By Dean Seal
A subsidiary of commodities trader Gunvor Group will pay about $661 million in fines and forfeiture after pleading guilty to bribing Ecuadorian officials.
The U.S. Justice Department said Friday that Gunvor S.A. was charged with conspiring to bribe officials of Ecuador’s state-owned oil company in order to obtain contracts to buy oil products.
Gunvor pled guilty to the charge and was sentenced by a federal judge in Brooklyn to pay $374 million in fines and $287 million in forfeiture of ill-gotten gains.
Switzerland-based Gunvor said Friday that it takes responsibility for the actions of certain former agents and employees, who all stopped working with Gunvor before the Justice Department started its investigation.

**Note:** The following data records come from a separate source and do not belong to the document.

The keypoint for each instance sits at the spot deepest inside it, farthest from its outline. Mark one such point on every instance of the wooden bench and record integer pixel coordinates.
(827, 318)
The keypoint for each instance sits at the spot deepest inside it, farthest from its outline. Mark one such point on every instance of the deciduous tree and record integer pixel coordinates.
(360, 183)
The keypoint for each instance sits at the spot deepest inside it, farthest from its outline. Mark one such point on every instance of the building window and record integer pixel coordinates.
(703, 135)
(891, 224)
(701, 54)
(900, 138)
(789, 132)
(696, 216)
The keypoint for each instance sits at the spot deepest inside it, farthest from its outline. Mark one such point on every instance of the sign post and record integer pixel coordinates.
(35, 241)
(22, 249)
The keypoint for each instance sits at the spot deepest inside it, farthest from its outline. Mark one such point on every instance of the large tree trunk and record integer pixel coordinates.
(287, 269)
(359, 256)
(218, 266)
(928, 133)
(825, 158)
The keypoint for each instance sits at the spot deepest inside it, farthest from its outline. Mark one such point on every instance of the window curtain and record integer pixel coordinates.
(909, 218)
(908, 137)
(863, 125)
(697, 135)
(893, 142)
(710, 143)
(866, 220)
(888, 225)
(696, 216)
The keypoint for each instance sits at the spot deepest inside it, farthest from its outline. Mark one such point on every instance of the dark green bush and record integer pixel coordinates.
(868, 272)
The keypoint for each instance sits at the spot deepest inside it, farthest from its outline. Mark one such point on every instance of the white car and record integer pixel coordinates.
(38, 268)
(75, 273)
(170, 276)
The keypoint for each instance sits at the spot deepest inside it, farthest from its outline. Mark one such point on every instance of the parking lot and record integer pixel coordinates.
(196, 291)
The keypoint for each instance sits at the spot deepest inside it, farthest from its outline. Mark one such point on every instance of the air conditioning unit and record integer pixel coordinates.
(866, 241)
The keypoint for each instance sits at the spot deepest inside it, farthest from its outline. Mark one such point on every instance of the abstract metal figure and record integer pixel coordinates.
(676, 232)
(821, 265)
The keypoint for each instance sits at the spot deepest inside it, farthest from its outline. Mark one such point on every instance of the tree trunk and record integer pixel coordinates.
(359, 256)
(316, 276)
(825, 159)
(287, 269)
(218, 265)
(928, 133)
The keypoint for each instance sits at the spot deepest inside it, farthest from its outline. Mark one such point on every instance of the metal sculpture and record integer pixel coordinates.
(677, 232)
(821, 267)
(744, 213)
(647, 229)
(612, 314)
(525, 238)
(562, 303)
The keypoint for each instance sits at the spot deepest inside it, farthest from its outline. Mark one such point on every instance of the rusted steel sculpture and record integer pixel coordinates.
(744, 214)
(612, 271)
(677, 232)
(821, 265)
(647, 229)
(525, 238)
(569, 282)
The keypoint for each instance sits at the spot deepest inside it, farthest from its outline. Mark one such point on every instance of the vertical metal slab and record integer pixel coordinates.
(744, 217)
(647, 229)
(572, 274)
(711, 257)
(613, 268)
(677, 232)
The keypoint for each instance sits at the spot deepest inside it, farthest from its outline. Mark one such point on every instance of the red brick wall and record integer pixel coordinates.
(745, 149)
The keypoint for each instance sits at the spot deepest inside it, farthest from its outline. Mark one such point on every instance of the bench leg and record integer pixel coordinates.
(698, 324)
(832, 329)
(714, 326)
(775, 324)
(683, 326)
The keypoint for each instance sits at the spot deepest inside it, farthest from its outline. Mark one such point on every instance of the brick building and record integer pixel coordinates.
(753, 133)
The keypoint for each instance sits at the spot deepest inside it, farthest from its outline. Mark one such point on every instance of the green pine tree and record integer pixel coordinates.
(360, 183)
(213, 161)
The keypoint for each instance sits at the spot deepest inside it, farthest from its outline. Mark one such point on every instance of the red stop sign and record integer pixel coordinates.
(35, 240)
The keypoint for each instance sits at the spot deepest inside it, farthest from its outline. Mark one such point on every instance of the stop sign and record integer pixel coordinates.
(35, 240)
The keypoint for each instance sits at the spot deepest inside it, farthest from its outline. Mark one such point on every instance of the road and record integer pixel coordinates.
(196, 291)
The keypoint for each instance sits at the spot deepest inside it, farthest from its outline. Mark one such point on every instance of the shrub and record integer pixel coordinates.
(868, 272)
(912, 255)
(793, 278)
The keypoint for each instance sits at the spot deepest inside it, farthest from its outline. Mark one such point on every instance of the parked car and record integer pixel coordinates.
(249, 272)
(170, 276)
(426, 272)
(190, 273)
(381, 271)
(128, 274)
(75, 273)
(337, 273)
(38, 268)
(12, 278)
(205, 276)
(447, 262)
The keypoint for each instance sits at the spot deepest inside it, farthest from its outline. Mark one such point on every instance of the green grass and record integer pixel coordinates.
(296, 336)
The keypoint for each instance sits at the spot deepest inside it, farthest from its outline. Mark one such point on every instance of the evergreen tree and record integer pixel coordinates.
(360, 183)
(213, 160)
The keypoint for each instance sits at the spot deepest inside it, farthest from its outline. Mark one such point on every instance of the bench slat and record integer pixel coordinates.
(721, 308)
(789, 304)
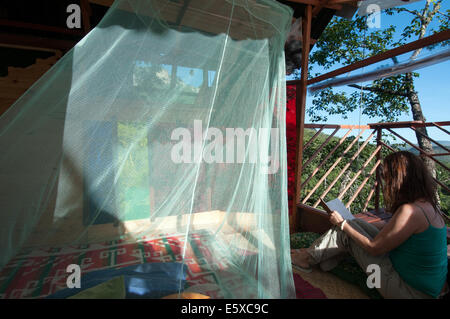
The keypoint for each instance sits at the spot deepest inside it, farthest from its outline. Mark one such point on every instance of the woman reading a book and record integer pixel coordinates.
(411, 249)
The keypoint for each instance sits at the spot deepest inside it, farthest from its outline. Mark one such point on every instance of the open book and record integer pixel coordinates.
(339, 206)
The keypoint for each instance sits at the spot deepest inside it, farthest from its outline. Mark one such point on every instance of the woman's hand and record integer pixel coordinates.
(336, 218)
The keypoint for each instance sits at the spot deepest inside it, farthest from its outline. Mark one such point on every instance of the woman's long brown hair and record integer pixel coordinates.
(405, 180)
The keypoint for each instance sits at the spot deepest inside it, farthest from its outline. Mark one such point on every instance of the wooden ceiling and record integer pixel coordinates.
(42, 28)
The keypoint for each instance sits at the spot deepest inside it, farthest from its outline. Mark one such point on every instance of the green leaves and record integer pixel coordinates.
(345, 42)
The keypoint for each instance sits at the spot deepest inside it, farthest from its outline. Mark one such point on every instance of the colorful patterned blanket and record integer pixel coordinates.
(40, 272)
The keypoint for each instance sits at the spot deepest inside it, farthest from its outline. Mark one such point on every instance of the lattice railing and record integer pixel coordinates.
(342, 165)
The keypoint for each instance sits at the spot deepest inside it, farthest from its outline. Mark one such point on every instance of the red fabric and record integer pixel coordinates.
(291, 140)
(304, 290)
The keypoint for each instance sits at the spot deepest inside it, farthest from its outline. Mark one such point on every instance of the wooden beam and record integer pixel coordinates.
(301, 91)
(435, 38)
(317, 3)
(35, 42)
(319, 7)
(38, 27)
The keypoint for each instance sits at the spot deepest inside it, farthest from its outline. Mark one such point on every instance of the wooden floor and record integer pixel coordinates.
(332, 286)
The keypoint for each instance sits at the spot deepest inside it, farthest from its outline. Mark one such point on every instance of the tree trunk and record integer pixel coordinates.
(417, 113)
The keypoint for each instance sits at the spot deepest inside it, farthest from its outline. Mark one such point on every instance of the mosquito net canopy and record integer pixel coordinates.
(159, 138)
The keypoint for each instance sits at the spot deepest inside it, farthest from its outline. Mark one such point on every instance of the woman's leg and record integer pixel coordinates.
(330, 247)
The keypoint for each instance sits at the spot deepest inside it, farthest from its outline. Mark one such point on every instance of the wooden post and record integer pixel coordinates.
(86, 15)
(300, 105)
(378, 177)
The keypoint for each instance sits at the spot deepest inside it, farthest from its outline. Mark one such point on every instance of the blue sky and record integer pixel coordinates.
(432, 85)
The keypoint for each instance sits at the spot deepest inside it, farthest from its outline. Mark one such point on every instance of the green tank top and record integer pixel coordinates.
(421, 261)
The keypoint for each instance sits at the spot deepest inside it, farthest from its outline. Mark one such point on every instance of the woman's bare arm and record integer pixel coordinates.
(401, 226)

Gunvor also said its extensive cooperation with the investigation resulted in a lower fine.
“As a company Gunvor made mistakes at the time, for which we are sorry and that we have worked diligently to fix,” Gunvor Group Chairman Torbjörn Törnqvist said in a statement.
The sentence includes millions of dollars in credits for amounts Gunvor pays to resolve parallel investigations by Swiss and Ecuadorian authorities into the scheme, so long as those payments are made within the next year.
The government said that from 2012 to 2020, Gunvor and co-conspirators paid more than $97 million to intermediaries that would use some of the money for bribes to numerous Ecuadorian officials, often routed through U.S. banks using shell companies in Panama and the British Virgin Islands.
Gunvor brought in more than $384 million in profits from the business it obtained this way, according to the Justice Department.